Penelope is Anna’s BFF, her relationship therapist, and her reality check. Offscreen, Turner—surely earning the designation of lesbian cinema’s camp counsellor—played Charlie’s role, offering Albelo a place to live when she moved to LA, and helping her fund—and then crowdfund—her film. With the corralling of funders via Kickstarter, the girl camp community joined hands and sang “Kumbaya.” Onscreen community + onset community + viewing community = the lesbian cinema we want to see, one that treasures intimacy (with all the drama it brings) because it connects us to each other—not just the couple, but the community.
For her film’s French release, Albelo shot “Vagina is the Warmest Color,” a spoof trailer for a film that, it proclaims, won the Moule d’Or (Golden Mussel) at the Festival du Connes (Cunt/Bitch Film Festival).
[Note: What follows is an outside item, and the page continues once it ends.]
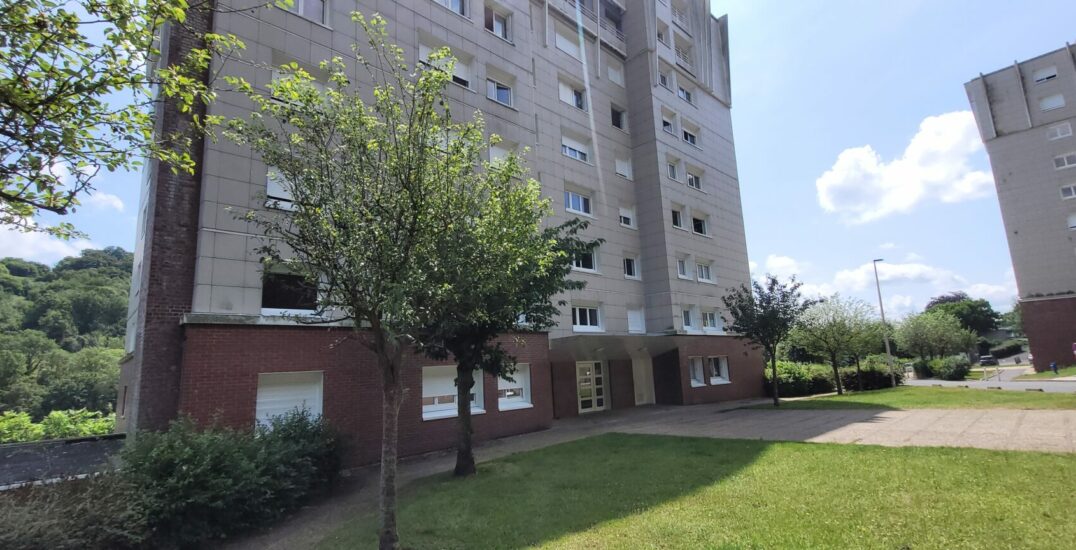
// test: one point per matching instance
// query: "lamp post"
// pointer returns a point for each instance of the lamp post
(885, 327)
Rather than aim invective at Abdellatif Kechiche’s Blue is the Warmest Color (2013), Albelo reveals the film as unintentionally hilarious Pure Camp, a ridiculously earnest relationship drama that lacks the community that girl camp celebrates. But then, there are few mainstream depictions of lesbian relationships that wouldn’t be improved by re-enactments by a forty-something Cuban-American filmmaker wearing full-body plush vagina costume. Long may girl camp reign.